Électrification des transports - «Justin Trudeau doit se trouver un costume de citoyen du Québec» – Catherine Fournier

28 février 2018 - Bureau de Catherine Fournier, député de Marie-Victorin et Bureau de Diane Lamarre, députée de Taillon - (MG)

À la veille de la présentation du budget fédéral, les députées du Parti Québécois à Longueuil, Mmes Catherine Fournier et Diane Lamarre, demandent formellement au gouvernement de Justin Trudeau de corriger l’injustice dont est victime l’industrie de l’électrification des transports au Québec.

«Si Justin Trudeau est sérieux dans sa stratégie concernant les véhicules zéro émission et l’électrification des transports, son budget doit réparer une iniquité qui perdure à l’encontre du Québec en ces matières», a soulevé la députée de Taillon, Mme Diane Lamarre.

 En bref :

Le Parti Québécois fait trois propositions concrètes pour élargir le déploiement de l’électrification des transports.

Quelque 45 % des véhicules électriques roulent au Québec, mais seulement 9 % des budgets qui nous sont alloués servent à l’installation de bornes de recharge.

Depuis 4 ans, le gouvernement Couillard a échoué à défendre les intérêts du Québec en matière d’électrification des transports.

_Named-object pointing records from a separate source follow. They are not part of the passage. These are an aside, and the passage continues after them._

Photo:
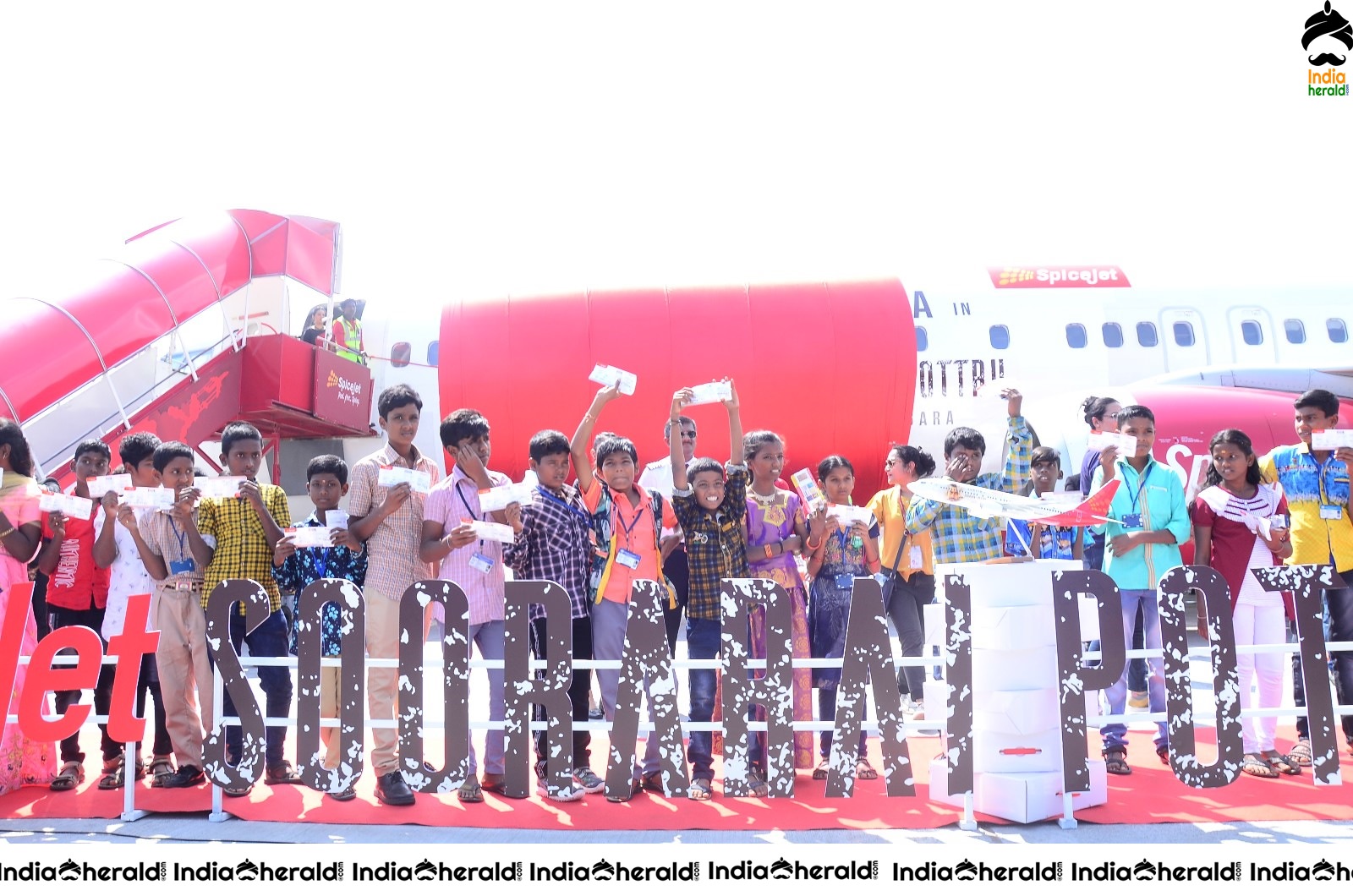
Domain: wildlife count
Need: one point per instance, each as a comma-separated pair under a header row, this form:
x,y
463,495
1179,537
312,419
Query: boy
x,y
1048,542
627,522
475,565
960,536
389,520
554,543
247,531
1317,489
78,592
326,484
115,549
712,512
175,554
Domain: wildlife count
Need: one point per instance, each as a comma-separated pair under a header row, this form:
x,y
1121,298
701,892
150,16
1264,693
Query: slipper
x,y
471,792
69,777
114,774
1257,765
1282,763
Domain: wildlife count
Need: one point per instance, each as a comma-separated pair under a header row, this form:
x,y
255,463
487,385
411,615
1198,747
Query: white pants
x,y
1260,626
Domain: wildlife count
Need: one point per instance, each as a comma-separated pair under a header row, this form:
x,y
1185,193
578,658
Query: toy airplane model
x,y
987,502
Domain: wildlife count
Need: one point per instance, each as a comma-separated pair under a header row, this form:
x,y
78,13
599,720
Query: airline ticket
x,y
417,479
608,375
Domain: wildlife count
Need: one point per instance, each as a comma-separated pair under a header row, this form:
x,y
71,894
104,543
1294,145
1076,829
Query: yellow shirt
x,y
890,508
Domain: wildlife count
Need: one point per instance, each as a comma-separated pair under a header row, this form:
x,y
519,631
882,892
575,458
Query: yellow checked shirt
x,y
243,551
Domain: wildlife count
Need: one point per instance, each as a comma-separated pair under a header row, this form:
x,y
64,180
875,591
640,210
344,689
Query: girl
x,y
775,531
1235,528
22,761
907,560
839,554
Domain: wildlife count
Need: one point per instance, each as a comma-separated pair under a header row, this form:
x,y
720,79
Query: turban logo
x,y
1328,24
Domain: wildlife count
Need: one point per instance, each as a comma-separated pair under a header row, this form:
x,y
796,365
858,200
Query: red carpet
x,y
1150,795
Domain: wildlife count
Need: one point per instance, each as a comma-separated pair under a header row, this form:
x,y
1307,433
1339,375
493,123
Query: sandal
x,y
69,777
1257,765
471,792
114,774
1280,763
1115,761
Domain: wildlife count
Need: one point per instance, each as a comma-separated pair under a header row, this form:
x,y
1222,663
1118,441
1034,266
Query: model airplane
x,y
987,502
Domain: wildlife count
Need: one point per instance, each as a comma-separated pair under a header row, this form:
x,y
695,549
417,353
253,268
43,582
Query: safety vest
x,y
352,340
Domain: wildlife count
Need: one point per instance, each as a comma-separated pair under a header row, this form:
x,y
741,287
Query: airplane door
x,y
1184,337
1252,335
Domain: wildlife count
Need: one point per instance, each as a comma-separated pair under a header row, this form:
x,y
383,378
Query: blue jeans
x,y
703,643
268,639
1115,733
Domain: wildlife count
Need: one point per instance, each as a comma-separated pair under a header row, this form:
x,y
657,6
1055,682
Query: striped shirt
x,y
1307,486
392,562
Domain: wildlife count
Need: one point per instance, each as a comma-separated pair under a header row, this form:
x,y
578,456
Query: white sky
x,y
482,150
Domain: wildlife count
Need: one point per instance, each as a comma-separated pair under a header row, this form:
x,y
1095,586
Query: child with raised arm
x,y
628,522
712,511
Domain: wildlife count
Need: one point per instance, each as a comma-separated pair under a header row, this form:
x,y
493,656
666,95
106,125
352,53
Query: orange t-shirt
x,y
633,531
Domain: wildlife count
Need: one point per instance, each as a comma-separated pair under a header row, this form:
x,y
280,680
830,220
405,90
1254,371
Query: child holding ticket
x,y
78,593
1241,522
843,549
340,558
247,529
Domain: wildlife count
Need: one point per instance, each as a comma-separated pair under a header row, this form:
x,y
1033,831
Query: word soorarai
x,y
647,658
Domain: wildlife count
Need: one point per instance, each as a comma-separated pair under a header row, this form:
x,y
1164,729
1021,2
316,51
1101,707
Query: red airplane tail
x,y
1089,512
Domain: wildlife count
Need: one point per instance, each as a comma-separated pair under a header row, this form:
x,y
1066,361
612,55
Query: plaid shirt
x,y
310,565
960,536
555,544
716,544
243,549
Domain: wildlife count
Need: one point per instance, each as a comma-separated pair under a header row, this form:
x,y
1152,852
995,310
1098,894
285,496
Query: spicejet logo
x,y
1012,278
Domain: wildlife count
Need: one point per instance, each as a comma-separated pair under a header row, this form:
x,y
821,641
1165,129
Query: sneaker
x,y
589,780
572,794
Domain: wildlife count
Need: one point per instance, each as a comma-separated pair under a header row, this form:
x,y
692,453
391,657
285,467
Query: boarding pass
x,y
1099,441
808,490
71,505
1332,439
491,531
710,394
417,479
220,486
608,375
144,497
311,536
101,486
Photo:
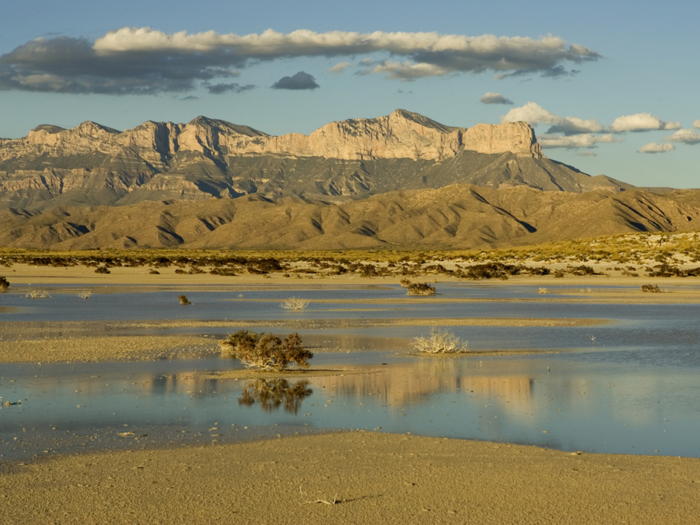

Mettre en place un rabais fédéral à l’achat de véhicules électriques

À ce jour, le Canada est le seul pays du G8 à ne pas subventionner l’achat d’un véhicule électrique, et cela retarde l’électrification de nos transports. Les pays qui offrent des incitatifs financiers sont aussi ceux où s’implantent plus rapidement les véhicules électriques (Norvège, États-Unis, France et Chine, par exemple). «Ottawa doit compléter les incitatifs financiers offerts au Québec. Ainsi, nous nous convertirons plus rapidement à l’électromobilité», a soutenu Mme Fournier.

Donner au Québec sa juste part pour l’installation de bornes électriques à recharge rapide

Au Canada, près de la moitié des véhicules électriques roulent au Québec. Pourtant, ici, seulement 9 % des subventions fédérales servent à l’installation de bornes de recharge rapide (le reste va à l’hydrogène et au gaz naturel), contre 32 % en Ontario, ou encore 100 % au Nouveau-Brunswick, en Alberta et au Manitoba. «Ottawa doit donner la priorité à l’installation de bornes de recharge rapide – nous n’en avons que 109 – et garantir que le Québec recevra dorénavant sa juste part des fonds fédéraux. Encore une fois le Québec est défavorisé par le gouvernement fédéral», a ajouté Mme Lamarre.

Donner au Québec sa juste part du Fonds d’innovation pour le secteur automobile (FISA)

C’est en 2008 que le gouvernement fédéral a mis en place le FISA. Or, la totalité des 570 M$ dépensés à ce jour l’a été en Ontario, et surtout au bénéfice de multinationales. Les entreprises québécoises, surtout des PME, n’ont reçu aucun soutien. «Le Québec est le grand perdant du FISA. Pourtant, nous avons beaucoup d’entreprises innovantes en transports, notamment en électrification. Le budget fédéral doit faire en sorte que nos PME puissent profiter, elles aussi, du FISA. Le secteur de l’électrification des transports se développe davantage ici qu’en Ontario!», a conclu Mme Fournier.

Rappelons que les deux élues sont membres de la Coalition électrique des élus de la Rive-Sud et qu’elles ont posé des actions concrètes pour l’électrification des transports dans la dernière année, notamment la tenue de la journée d’essais routiers de véhicules électriques à Place Longueuil, avec l’AVEQ (Association des véhicules électriques du Québec). Les revendications ci-haut s’ajoutent à celles formulées avec la Coalition électrique :

 Installation de bornes de recharge rapide dans les stationnements des immeubles gouvernementaux de la Rive-Sud ;

 Modification des deux Codes du bâtiment pour inclure une norme qui exigerait qu’une prise extérieure de 240 volts – essentielle pour l’installation de borne de recharge à la maison - soit obligatoire lors de la construction des nouveaux bâtiments résidentiels.